Infrared/video technology is also very useful when performing canolith repositioning techniques. As the patient is moved through the various positions the eyes can be visualized until such time the nystagmus disappears at which time the patient can be repositioned. By videotaping the eyes it is also possible to bill third party payers for this procedure.

Q. What are the differences between measuring otoacoustic emissions via the transient and distortion product techniques?
A. It is agreed that both TEOAEs and DPOAEs represent the same cochlear phenomenon.
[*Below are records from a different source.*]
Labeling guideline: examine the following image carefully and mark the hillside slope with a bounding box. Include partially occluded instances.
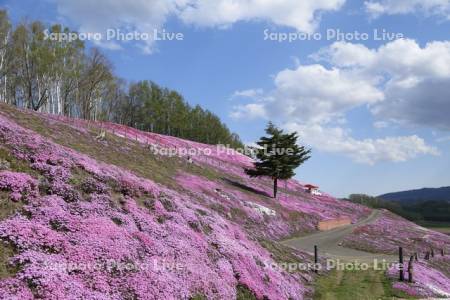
[0,105,450,299]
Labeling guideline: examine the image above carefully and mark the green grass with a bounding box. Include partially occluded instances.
[314,269,414,300]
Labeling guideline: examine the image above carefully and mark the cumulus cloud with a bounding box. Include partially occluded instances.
[315,40,450,130]
[284,123,439,165]
[56,0,345,53]
[234,40,450,164]
[180,0,345,32]
[364,0,450,19]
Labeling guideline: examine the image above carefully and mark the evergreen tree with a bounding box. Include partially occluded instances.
[245,123,311,198]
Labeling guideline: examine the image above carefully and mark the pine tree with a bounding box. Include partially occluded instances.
[245,123,311,198]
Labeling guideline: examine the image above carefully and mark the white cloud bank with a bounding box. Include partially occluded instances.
[364,0,450,19]
[232,40,450,164]
[56,0,345,52]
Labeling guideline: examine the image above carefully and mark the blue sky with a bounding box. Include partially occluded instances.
[0,0,450,196]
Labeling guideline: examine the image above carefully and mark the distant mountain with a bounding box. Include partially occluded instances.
[378,186,450,202]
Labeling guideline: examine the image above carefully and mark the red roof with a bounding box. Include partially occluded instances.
[305,184,319,189]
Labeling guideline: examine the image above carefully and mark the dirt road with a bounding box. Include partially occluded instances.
[282,210,397,263]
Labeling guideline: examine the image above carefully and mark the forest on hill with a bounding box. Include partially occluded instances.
[0,10,243,148]
[346,194,450,223]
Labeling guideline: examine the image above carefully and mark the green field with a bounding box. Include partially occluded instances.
[314,270,413,300]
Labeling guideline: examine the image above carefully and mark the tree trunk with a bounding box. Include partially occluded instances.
[273,177,278,198]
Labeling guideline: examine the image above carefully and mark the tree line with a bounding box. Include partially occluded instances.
[346,194,450,222]
[0,10,243,148]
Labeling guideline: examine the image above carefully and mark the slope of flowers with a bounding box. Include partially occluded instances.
[0,171,37,201]
[387,256,450,298]
[0,109,309,299]
[343,211,450,256]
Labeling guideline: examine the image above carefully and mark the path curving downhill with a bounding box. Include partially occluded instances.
[282,210,397,263]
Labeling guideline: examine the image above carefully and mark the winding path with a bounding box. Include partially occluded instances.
[282,210,397,263]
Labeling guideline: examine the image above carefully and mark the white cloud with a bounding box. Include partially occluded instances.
[230,103,268,120]
[284,123,439,165]
[235,40,450,164]
[56,0,345,53]
[373,121,389,129]
[315,40,450,130]
[232,89,264,99]
[364,0,450,19]
[180,0,345,32]
[233,64,383,123]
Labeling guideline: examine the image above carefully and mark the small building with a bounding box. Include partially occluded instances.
[304,184,322,196]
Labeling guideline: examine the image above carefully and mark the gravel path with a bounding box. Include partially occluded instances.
[282,210,397,263]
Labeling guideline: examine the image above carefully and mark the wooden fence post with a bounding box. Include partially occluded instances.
[408,256,414,282]
[398,247,405,281]
[314,245,319,274]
Otherwise, there are several misconceptions about TEOAE measures as compared to DPOAE measures. Perhaps none more so than frequency specificity. It is generally assumed that the DPOAE is more frequency specific than TEOAE data. Certainly if one considers the spectral makeup of the test stimuli, the DPOAEs are more frequency specific since DP measures are generated by the presentation of two pure tones while a click is typically used as the stimulus for TEOAE measurements. However, when analyzing the response, the stimulus is irrelevant. If a spectral analysis is performed on the TEOAE response, the result is highly frequency/place specific information from within the cochlea. Most authorities now agree that although the spectra of the stimuli used to elicit TEOAEs and DPOAEs are quite different, the place within the cochlea that is responsible for the OAEs are vey similar.

Used in tandem, TE and DP measurements can be quite complimentary. It is generally agreed that TEOAEs are more efficient at collecting low frequency information (500Hz - 1.5KHz) and DPOAEs are better at collecting data above 4KHz. The latter is due to limitations presented by the TE stimulus (click) and filter settings of the instrumentation.
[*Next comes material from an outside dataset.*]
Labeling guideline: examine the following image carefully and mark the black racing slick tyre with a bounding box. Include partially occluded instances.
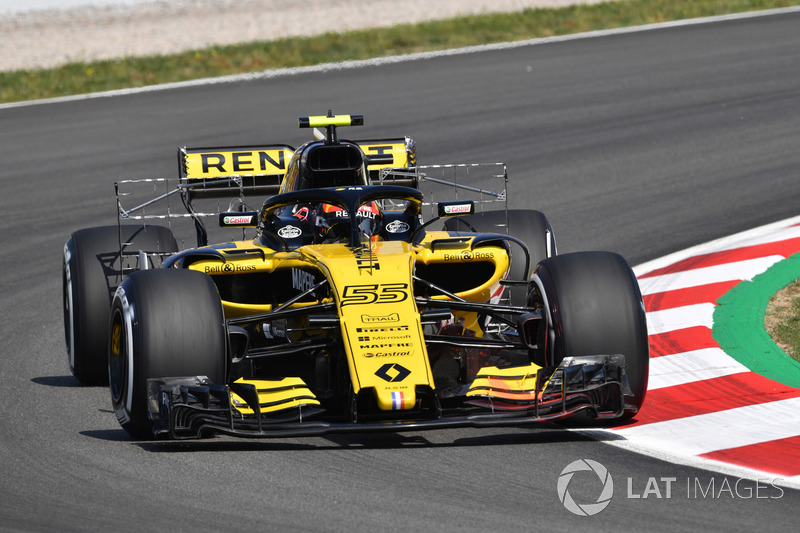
[528,252,650,417]
[63,226,178,385]
[108,269,227,439]
[444,209,557,306]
TEOAEs provide a quick look at the speech frequency region of the cochlea. However, it may be necessary to assess cochlear integrity at higher frequencies and at multiple test levels. DPOAEs are more suitable for this purpose.

In combination, TEOAEs and DPOAEs may allow for a gross estimation of hearing loss of coclear origin.

Q. The personal computer is here to stay. How can i put a PC to use for me in my audiology/hearing aid practice?
A. These days the sky is really the limit. It becomes a matter of how much you want the PC ivolved in your practice. The technology is now available to allow you to control all aspects of your audiology and hearing aid practice from the PC. You can schedule, generate test report documents, bill patients and third party payers, track your business, collect, store, and print data. Complete audiologic test systems can now be purchased that integrate all of the above components including programming, fitting and analyzing hearing aids.